John Buell

The Politics of Unemployment Insurance

Ending enhanced unemployment benefits has become the signature economic agenda for a party with little else to promote. Unfortunately the largely low-key response of the President on this issue has been disappointing. The failure to mount a vigorous defense of these benefits is bad ethics, bad policy, and bad politics.

As for ethics, let us assume for the minute that some workers lie around idle at home while enjoying their extra $300 from the government. In order to incentivize their return to the workplace economic leaders cut off any additional assistance to all workers who currently cannot find any job. As the Economic Policy Institute’s David Cooper pointed out: “Nearly all the states cutting UI still have significantly fewer jobs than before the pandemic. Those that are still relying on these programs are likely those that need them most — the people having the hardest time finding suitable work or facing significant constraints on their ability to resume working due to care responsibilities, health concerns, or other factors,” Cooper noted. “Cutting off adequate supports to these workers to try to force them to take whatever job might be available — even if it is low-paying, high-risk, not suited to their skills, or incompatible with their responsibilities at home — is cruel and not in the long-term best interest of any state’s workers or businesses.”

This reduction in federal assistance at a time when full recovery is far from certain carries the macro economic risk of stalling recovery and initiating another round of secular stagnation. And who would be blamed? From this point on Joe Biden and the tenuous Democratic majority probably owns the economy. And once the 300 dollar enhanced UI becomes a Blue state benefit it opens up new ways to divide the working class electorate. Democrats, and Biden especially, need to preempt this strategy.

Some workers have had to choose between their safety and their wallets. This choice, however, reflects on the power dynamics of the US workplace and the breadth and depth of the safety net. Business interests maintain their goal is merely to fill the slots with qualified candidates, but in fact they aim to fashion a cadre of workers who will accept, even actively seek, any job, no matter how demeaning or dangerous.

Employers will be the judge as to the risks workers must accept. OSHA – several months late — issued its new COVID 19 workplace safety guidelines.

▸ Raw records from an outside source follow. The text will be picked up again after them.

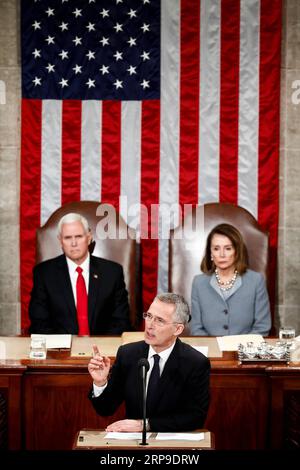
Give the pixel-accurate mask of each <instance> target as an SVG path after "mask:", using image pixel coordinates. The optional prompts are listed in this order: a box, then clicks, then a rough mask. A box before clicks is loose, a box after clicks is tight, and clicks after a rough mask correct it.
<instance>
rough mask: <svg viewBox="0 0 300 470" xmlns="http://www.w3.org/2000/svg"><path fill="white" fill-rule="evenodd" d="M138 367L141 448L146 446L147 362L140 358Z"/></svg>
mask: <svg viewBox="0 0 300 470" xmlns="http://www.w3.org/2000/svg"><path fill="white" fill-rule="evenodd" d="M138 365H139V367H140V368H141V375H142V381H143V432H142V442H140V445H141V446H146V445H148V444H147V442H146V437H147V425H146V413H147V411H146V376H147V372H148V370H149V362H148V360H147V359H145V358H142V359H140V360H139V363H138Z"/></svg>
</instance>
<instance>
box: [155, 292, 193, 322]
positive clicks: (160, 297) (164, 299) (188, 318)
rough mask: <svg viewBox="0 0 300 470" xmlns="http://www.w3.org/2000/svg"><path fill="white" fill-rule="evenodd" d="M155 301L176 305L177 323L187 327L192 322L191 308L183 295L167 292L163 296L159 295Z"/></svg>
mask: <svg viewBox="0 0 300 470" xmlns="http://www.w3.org/2000/svg"><path fill="white" fill-rule="evenodd" d="M155 299H158V300H160V301H161V302H164V303H165V304H173V305H175V312H174V320H175V322H178V323H183V324H184V325H186V324H187V323H188V322H189V321H190V308H189V306H188V303H187V301H186V300H185V298H184V297H183V296H182V295H179V294H173V293H172V292H165V293H163V294H158V295H157V296H156V297H155Z"/></svg>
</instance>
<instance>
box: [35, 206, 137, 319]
mask: <svg viewBox="0 0 300 470" xmlns="http://www.w3.org/2000/svg"><path fill="white" fill-rule="evenodd" d="M69 212H77V213H79V214H81V215H83V216H84V217H85V218H86V219H87V220H88V222H89V225H90V229H91V231H92V234H93V242H92V243H91V245H90V247H91V249H90V251H91V252H92V253H93V255H95V256H99V257H101V258H106V259H108V260H111V261H116V262H118V263H119V264H121V265H122V266H123V270H124V278H125V284H126V287H127V290H128V295H129V306H130V319H131V323H132V325H133V326H134V327H137V324H138V312H139V310H140V308H139V302H140V300H139V297H138V293H139V292H140V289H139V286H137V283H138V280H139V278H140V275H139V259H140V256H139V250H138V247H139V245H138V244H137V243H136V240H135V232H134V230H132V229H131V228H129V227H128V226H127V224H126V223H125V221H124V220H123V218H122V217H121V216H120V215H119V214H118V212H114V211H112V206H110V205H108V204H101V203H99V202H95V201H79V202H72V203H69V204H65V205H64V206H62V207H60V208H59V209H57V210H56V211H55V212H54V213H53V214H52V215H51V216H50V217H49V219H48V220H47V222H46V223H45V225H43V226H42V227H40V228H39V229H38V230H37V239H36V247H37V250H36V262H37V263H40V262H41V261H45V260H47V259H50V258H54V257H55V256H58V255H60V254H61V253H62V249H61V246H60V243H59V240H58V238H57V234H58V232H57V225H58V222H59V220H60V219H61V217H63V216H64V215H65V214H68V213H69ZM108 218H109V224H107V222H108ZM104 230H110V238H105V239H102V234H103V232H104Z"/></svg>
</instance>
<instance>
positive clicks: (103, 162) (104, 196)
mask: <svg viewBox="0 0 300 470" xmlns="http://www.w3.org/2000/svg"><path fill="white" fill-rule="evenodd" d="M120 191H121V102H119V101H104V102H103V107H102V194H101V201H102V202H106V203H109V204H112V205H113V206H114V207H115V208H116V209H118V208H119V195H120Z"/></svg>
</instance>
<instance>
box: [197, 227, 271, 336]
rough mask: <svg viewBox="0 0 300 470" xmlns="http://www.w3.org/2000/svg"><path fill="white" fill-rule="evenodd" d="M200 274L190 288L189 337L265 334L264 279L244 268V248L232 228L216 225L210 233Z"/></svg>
mask: <svg viewBox="0 0 300 470" xmlns="http://www.w3.org/2000/svg"><path fill="white" fill-rule="evenodd" d="M201 271H202V272H203V274H199V275H197V276H195V277H194V279H193V286H192V320H191V334H192V335H199V336H224V335H238V334H248V333H252V334H254V333H256V334H261V335H263V336H266V335H267V334H268V333H269V330H270V328H271V315H270V305H269V298H268V293H267V289H266V284H265V280H264V277H263V275H262V274H260V273H257V272H255V271H251V270H250V269H248V255H247V248H246V246H245V244H244V241H243V238H242V235H241V234H240V232H239V231H238V230H237V229H236V228H235V227H233V226H232V225H230V224H220V225H217V226H216V227H215V228H214V229H213V230H212V231H211V232H210V234H209V235H208V237H207V242H206V249H205V255H204V258H203V260H202V262H201Z"/></svg>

These are binding only for healthcare workers. For other workplaces they are only voluntary. There are many reasons for concern regarding workplace practices of businesses unregulated by government and/or strong rank and file labor union presence. In other words most US businesses.

How this works out in practice has been illustrated in a recent California case. Labor Notes staff writer Marc Norton cites the case of a poultry processing plant fined $181,000 for failing to protect eight workers from COVID 19. Massive as the fine seemed to corporate media, a reflection of their naivetés regarding corporate America, “Foster Farms is paying a fine of about $22,700 per body. If more than eight workers died, those lives are costing Foster Farms even less per body. Is that all that a worker’s life is worth in California?”

In fact, the real gain to Foster Farms is probably at least an order of magnitude greater. It is likely that these rules are violated in many places, thereby yielding substantial profits and rendering the fine a minor cost of doing business. Marc Norton puts it: “But for most of the corporate media [the many COVID] deaths are just background noise now, an inconvenient fact that the media wants us to forget, so as not to distract us from the reopening and from getting our profit-driven economy back on track. Nothing much to scream home about — unless of course one of those deaths is in your home”

Are policies that force employees back into such workplaces the best way to fill vacant slots and get the economy moving again?  Safety is not the enemy of efficiency. Greater worker input into the design of the productive process advances safety. And efficiency. Corporate control of the workplace stands in the way of both.

Whether it is safe to reopen schools, restaurants, gyms and bars is a function not merely of the level and trends of COVID but also of the institutions and practices that protect workers and consumers.